In late September or early October 1886 the French steamer Decres notified authorities in Fiji that it had witnessed a volcanic eruption on Niuatoputapu, Tonga. Once Tongan authorities had visited the island the Sandfly among other ships was used to supply provisions to the islanders.

In December 1887 she was transferred into the ownership of Tongans and chartered by Messrs Donald and Edenborough for use in the island trade.

In 1889 she was sold to Captain W T Fitzpatrick of Sydney. In January 1891 the Sandfly's Chief Officer Sam Craig was shot and killed by Solomon Islands natives on Makira while he and three crew members were landing to collect copra from the island. The reason for the shooting was unknown but the man who shot Craig had recently been returned to the island by the Sandfly. HMS Royalist and the gunboat HMS Ringdove of the Australian Squadron were sent to the Solomons to avenge the murder of Craig and a later unrelated murder of an English trader, Fred Howard. The Sandfly, which was in the Solomons when the Royalist arrived, accompanied it to the location of Craig's murder.

On 3 December 1892, while loading copra at Makira under Captain Fitzgerald, the Sandfly was swept onto rocks by the tide and wrecked.
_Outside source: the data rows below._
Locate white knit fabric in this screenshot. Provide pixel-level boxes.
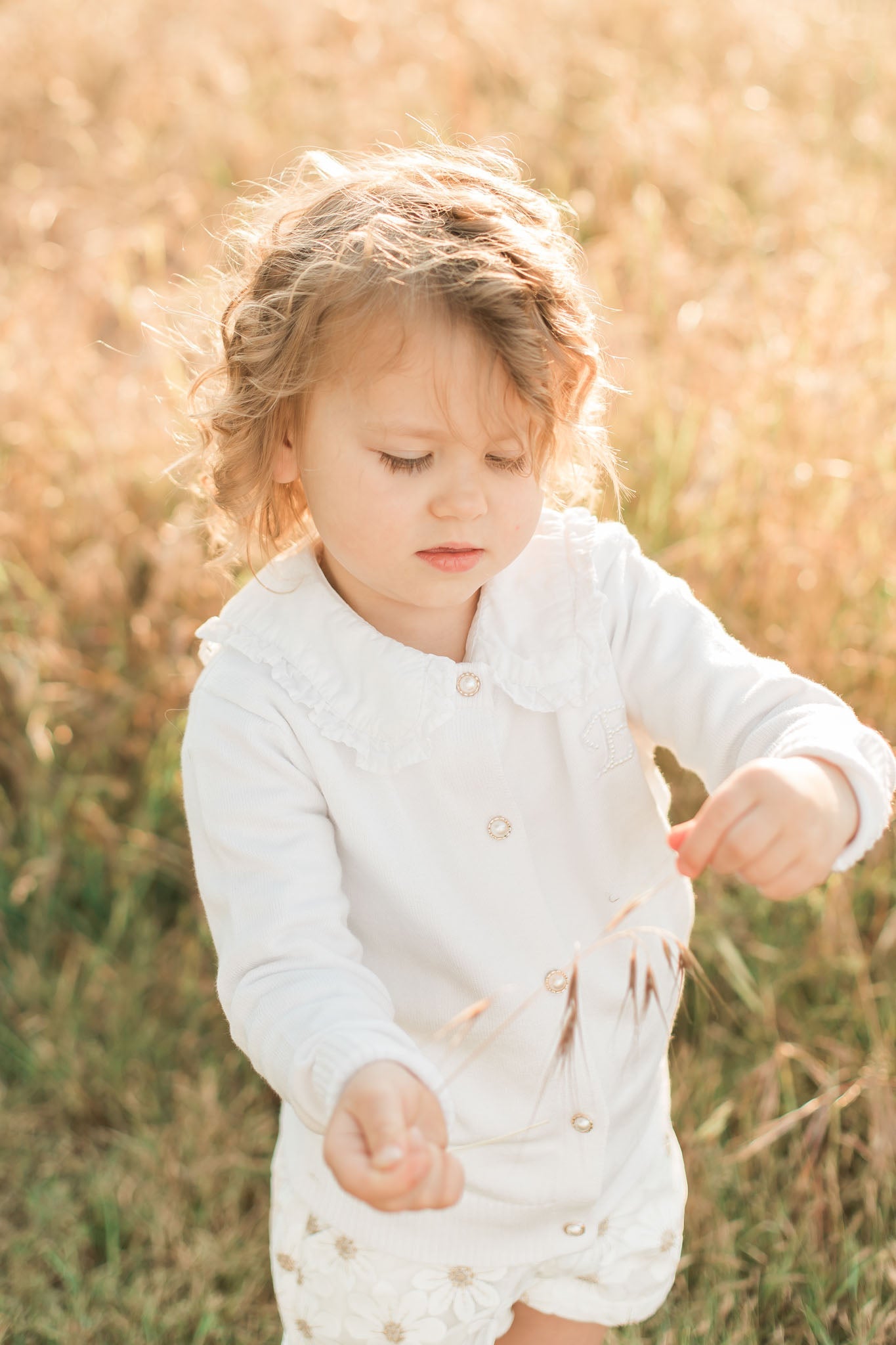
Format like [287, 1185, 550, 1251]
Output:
[181, 508, 896, 1264]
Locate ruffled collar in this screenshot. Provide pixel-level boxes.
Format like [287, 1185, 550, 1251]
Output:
[196, 507, 607, 772]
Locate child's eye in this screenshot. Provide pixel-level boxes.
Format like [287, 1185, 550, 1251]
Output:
[379, 452, 528, 472]
[380, 453, 433, 472]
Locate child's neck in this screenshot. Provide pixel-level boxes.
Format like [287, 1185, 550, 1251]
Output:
[314, 543, 481, 663]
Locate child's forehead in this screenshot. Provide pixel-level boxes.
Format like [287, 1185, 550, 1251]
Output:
[321, 303, 530, 437]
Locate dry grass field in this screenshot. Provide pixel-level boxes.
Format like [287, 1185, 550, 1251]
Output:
[0, 0, 896, 1345]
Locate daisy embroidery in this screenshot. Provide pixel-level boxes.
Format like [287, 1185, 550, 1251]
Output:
[276, 1248, 331, 1294]
[411, 1266, 507, 1322]
[345, 1279, 446, 1345]
[302, 1228, 376, 1289]
[289, 1291, 340, 1345]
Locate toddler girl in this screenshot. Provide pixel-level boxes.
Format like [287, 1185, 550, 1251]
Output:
[182, 144, 896, 1345]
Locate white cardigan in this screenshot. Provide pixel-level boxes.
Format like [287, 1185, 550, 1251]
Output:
[181, 508, 896, 1264]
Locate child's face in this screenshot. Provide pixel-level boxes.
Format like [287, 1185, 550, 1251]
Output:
[276, 317, 543, 629]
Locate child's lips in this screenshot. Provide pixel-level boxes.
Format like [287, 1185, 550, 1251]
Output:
[416, 546, 485, 573]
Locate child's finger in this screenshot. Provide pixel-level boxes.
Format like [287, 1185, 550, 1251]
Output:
[353, 1088, 416, 1169]
[706, 807, 779, 881]
[381, 1141, 463, 1210]
[678, 778, 755, 878]
[324, 1110, 431, 1208]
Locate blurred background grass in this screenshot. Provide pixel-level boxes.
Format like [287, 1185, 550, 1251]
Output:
[0, 0, 896, 1345]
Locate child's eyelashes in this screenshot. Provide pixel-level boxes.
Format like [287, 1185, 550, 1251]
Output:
[379, 452, 529, 474]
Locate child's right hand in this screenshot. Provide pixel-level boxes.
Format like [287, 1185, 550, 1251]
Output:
[324, 1060, 463, 1210]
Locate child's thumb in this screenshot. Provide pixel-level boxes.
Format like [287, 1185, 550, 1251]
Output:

The crew had tried to tow the schooner away from the rocks before it founded but were unable to do so. They had also found that the water was to deep for the ship's anchors to purchase. All 5 crew on board the Sandfly were able to leave the boat as the weather was calm at the time and make their way to the settlement on Ugi Island. The Marine Board of Inquiry found the crew had done all they reasonably could be expected to do under the circumstances.

A February 1893 report stated that Captain Fitzpatrick had been murdered by natives in the Solomon Islands a few months earlier.